What does this refer to?
I came across a comment in some code referring to said code being "I18N safe".
What does this refer to?
Internationalization. The derivation of it is "the letter I, eighteen letters, the letter N".
i18n means i**nternationalizatio**n => i (18 letters) n. Code that's marked as i18n safe would be code that correctly handles non-ASCII character data (e.g. Unicode).
I + (some 18 characters) + N = InternationalizatioN
I18N safe means that steps were taken during design and development that will facilitate Localization (L10N) at a later point.
Without any additional information, I would guess that it means the code handles text as UTF8 and is locale-aware. See this Wikipedia article for more information.
Can you be a bit more specific?
This is most often referred to a code or construct ready for I18N - i.e easily supported by common I18N techniques. For instance, the following is ready:
printf(loadResourceString("Result is %s"), result);
while the following is not:
printf("Result is " + result);
because the word order may vary in different languages.

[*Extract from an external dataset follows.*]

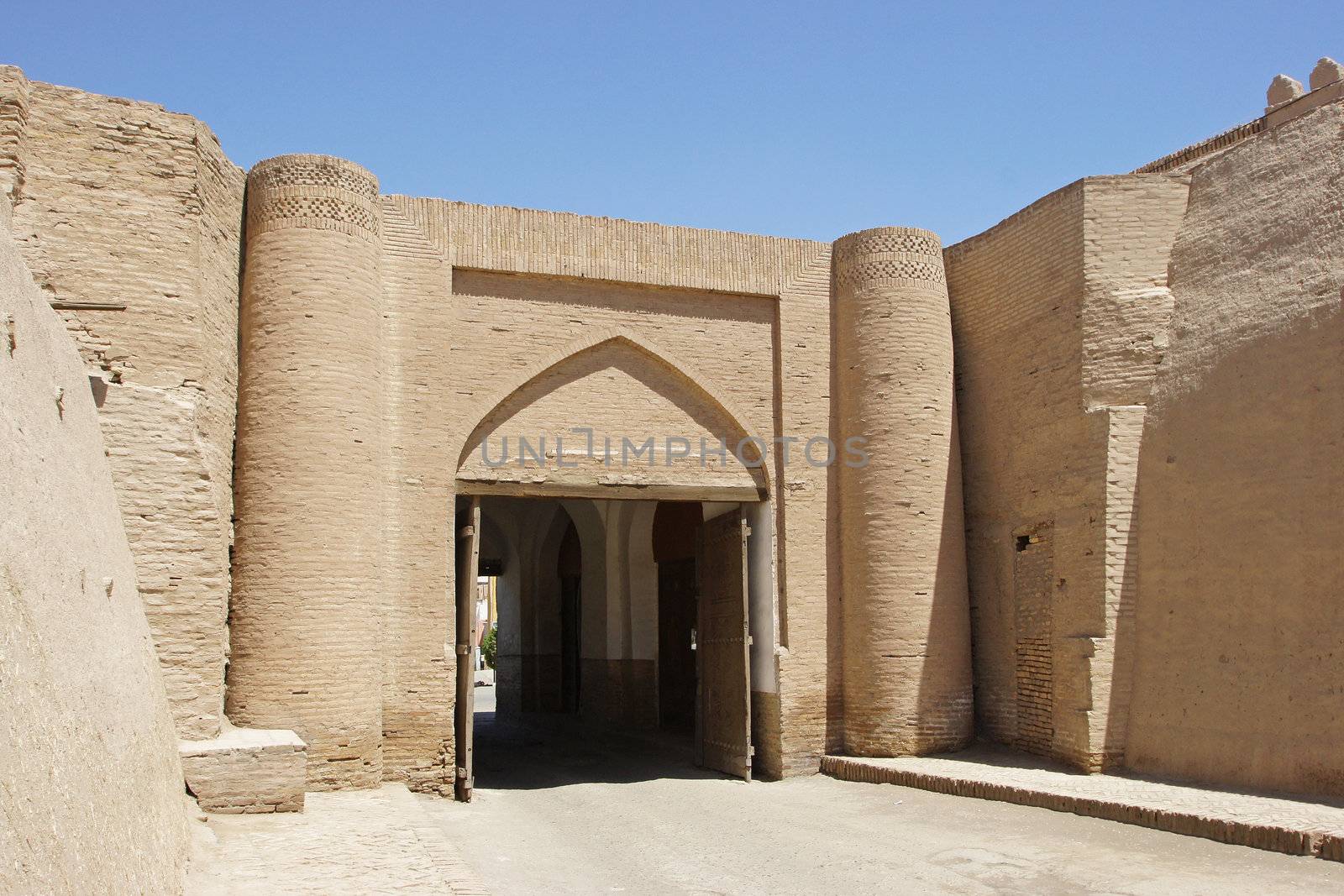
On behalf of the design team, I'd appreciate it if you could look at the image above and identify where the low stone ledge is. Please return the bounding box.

Unicode support, international date-time formatting and the like also qualify.
EDIT: added loadResourceString to make an example close to real life.
I18N stands for Internationalization.
In a nutshell: I18N safe code means that it uses some kind of a lookup table for texts on the UI. For this you have to support non-ASCII encodings. This might seem to be easy, but there are some gotchas.
i18n is a shorthand for "internationalization". This was coined at DEC and actually uses lowercase i and n.
As a sidenote: L10n stands for "localization" and uses capital L to distinguish it from the lowercase i.
i18n-safe is a vague concept. It generally refers to code that will work in international environments - with different locale, keyboard, character sets etc. True i18n-safe code is hard to write.
It means that code cannot rely on:
sizeof (char) == 1
because that character could be a UTF-32 4-byte character, or a UTF-16 2-byte character, and occupy multiple bytes.
It means that code cannot rely on the length of a string equalling the number of bytes in a string. It means that code cannot rely on zero bytes in a string indicating a nul terminator. It means that code cannot simply assume ASCII encoding of text files, strings, and inputs.